A pesquisa em jornalismo

A comunicação tem muitos ramos, o que se observa na própria configuração dos currículos das faculdades e nas propostas dos Programas de Pós-Graduação. O jornalismo, o ramo que inaugura a formação, não se estende com a mesma potência para a pesquisa. Busco responder ao enunciado proposto para essa mesa pensando no jornalismo: O que se investigou ao longo do tempo? Como se investigou e o que podemos observar para comparar?

A primeira constatação é a da ausência de pesquisas compartilhadas como se realizam nos ramos da recepção e da telenovela. Também constato pouca circulação de autores ou referências seminais. Nos processos de seleção dos programas da pós-graduação em jornalismo no Brasil, por exemplo, não há um autor latino-americano indicado.

No entanto, a ausência de pesquisa compartilhada e de incorporação de referências bibliográficas comuns não significa a inexistência de formulações comuns, de temáticas, conceitos e perspectivas metodológicas que se expressam de um mesmo jeito, que indicam caminhos semelhantes. Cada tempo histórico gesta não só um ambiente cultural que se repete em diferentes países e regiões como interpretações desse tempo também circulam e guardam similitudes.

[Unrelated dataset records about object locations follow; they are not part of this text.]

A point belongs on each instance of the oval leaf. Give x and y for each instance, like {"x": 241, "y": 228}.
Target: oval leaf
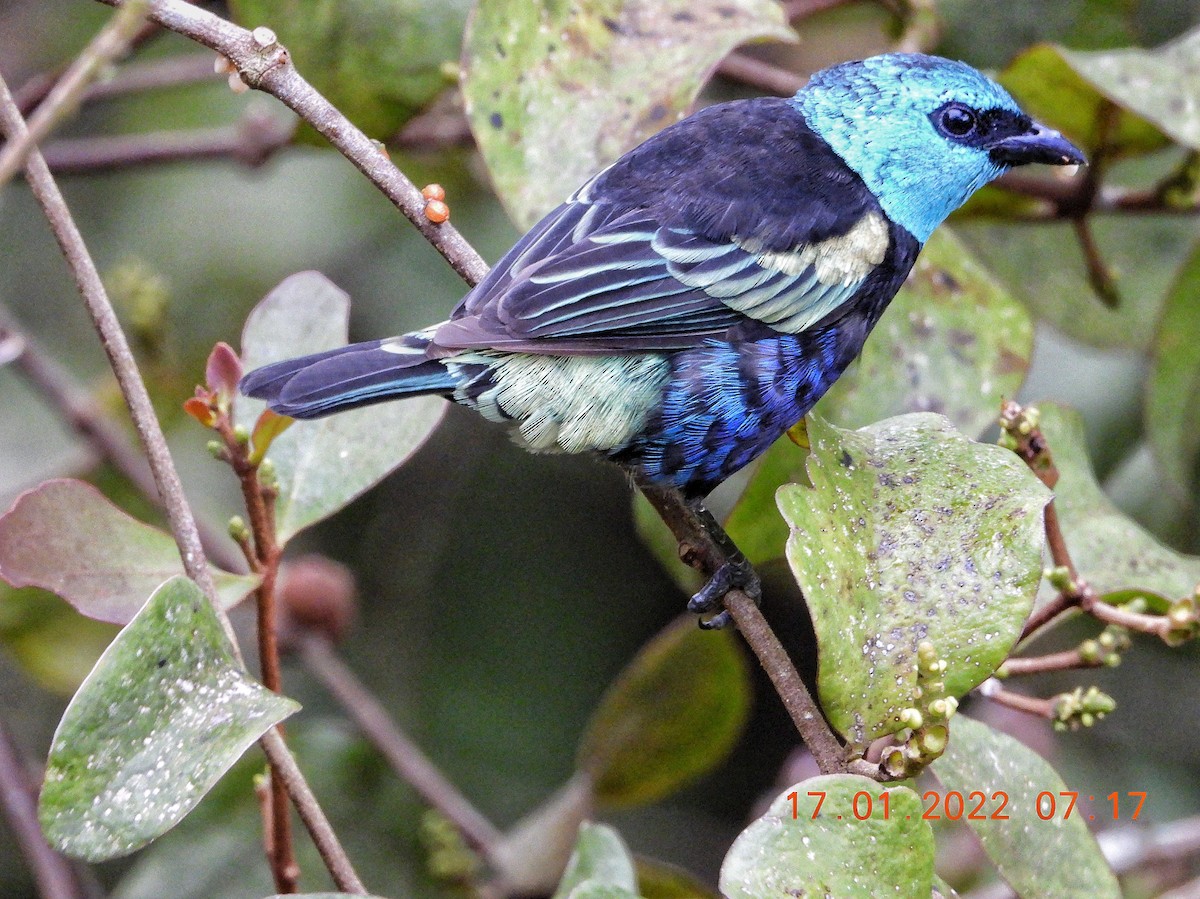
{"x": 66, "y": 537}
{"x": 1038, "y": 858}
{"x": 910, "y": 532}
{"x": 323, "y": 465}
{"x": 1173, "y": 401}
{"x": 889, "y": 851}
{"x": 600, "y": 856}
{"x": 556, "y": 91}
{"x": 1114, "y": 552}
{"x": 953, "y": 341}
{"x": 672, "y": 714}
{"x": 163, "y": 714}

Tomei como um pequeno corpus, lugares por onde passei neste último período: I Congresso Internacional de Periodismo realizado pelo Ciespal em maio de 2016, que tinha por tema Convergencias mediáticas y nueva narrativa latino-americana e o GT de jornalismo da Associación Latino- americana de Investigacion em Comunicación (ALAIC) na edição de Lima (2014) e do México (2016).

No evento do Ciespal falou-se em jornalismo de imersão, narrativas transmidiáticas e jornalistas como testemunhas dos acontecimentos. Nas conferências, a constatação do fim do jornalismo como o conhecemos no século XX, a identificação da precariedade das condições de trabalho dos jornalistas e o reconhecimento de novas narrativas gestadas em novos dispositivos tecnológicos. Falou-se na importância do jornalismo para a democracia e de que há uma luta pelo relato hegemônico. O jornalismo mereceu críticas pelas suas posições conservadoras e se chamou a atenção para as experiências de um jornalismo em mutação e a aposta na reinvenção do jornalismo que passa pelo investimento na narrativa.

Examinando os trabalhos apresentados nos GTs do evento do Ciespal e dos congressos da Alaic, observo direcionamentos, que sintetizo, assim:

1) Crítica às práticas jornalísticas – suas condições de trabalho e seus constrangimentos organizacionais – e de como estas reverberam na cobertura dos acontecimentos.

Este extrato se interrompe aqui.